Эрудиция Глазунова в истории музыки была необыкновенной для тех дней. Он знал, как мало кто другой, замечательную музыку великих контрапунктистов фламандской и итальянской школ. Это сейчас все такие умные, никто не сомневается в гениальности и жизнеспособности музыки пятнадцатого и шестнадцатого веков. Но в те дни, будем откровенны, картина была совершенно другой: эта музыка была тайной за семью печатями. Даже Римский-Корсаков считал, что музыка началась с Моцарта, Гайдн вызывал сомнения, а Бах считался скучным композитором. Что уж говорить о добаховском периоде? Для моих товарищей это было просто пустыня.
Глазунов восхищался Жоскеном де Пре, Орландо ди Лассо, Палестриной и Габриели, и я невольно начал тоже получать от них удовольствие, хотя поначалу их музыка казалась мне трудной и скучной. Кроме того, было просто очень интересно слушать, как Глазунов оценивал эту музыку, поскольку он никогда не ограничивался общими восхищенными словами, он действительно знал и любил этих композиторов. И нам казалось, что он всегда мог отличить общий «стиль эпохи» от открытий отдельного композитора — действительно изумительных примеров музыкального гения.
Сегодня восхищаются любой старой музыкой без разбора. Прежде никто не знал старых композиторов, все они пребывали в забвении. Теперь о них обо всех вспомнили и всех подряд хвалят. Пишут: «забытый старинный композитор». Но возможно, он — по справедливости забытый старинный композитор, о котором и не стоило бы вспоминать?

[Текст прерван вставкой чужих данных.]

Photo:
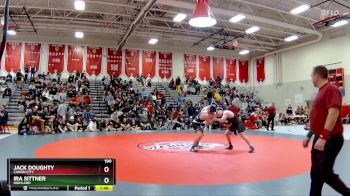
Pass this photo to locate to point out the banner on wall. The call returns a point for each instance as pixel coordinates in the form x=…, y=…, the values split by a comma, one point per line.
x=190, y=66
x=243, y=70
x=132, y=63
x=165, y=65
x=32, y=55
x=114, y=61
x=75, y=58
x=13, y=56
x=56, y=58
x=231, y=70
x=204, y=67
x=149, y=63
x=260, y=69
x=218, y=67
x=94, y=58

Страшно подумать, сколько ужасной современной музыки попадет когда-нибудь в категорию «старинная». И фрагменты оперы Ивана Дзержинского «Тихий Дон» (основанной на забытом романе нобелевского лауреата Шолохова — факт, о котором тоже стыдно вспоминать!) будут исполняться с подзаголовком: «некогда забытые». Лучше бы исполнялись только вещи, которые никогда не забывались, мне кажется, так было бы логичнее. Пожалейте несведущих слушателей. Хотя на самом деле, это — собственная ошибка слушателей: нечего строить из себя ценителей. И первыми на эту приманку всегда попадаются снобы.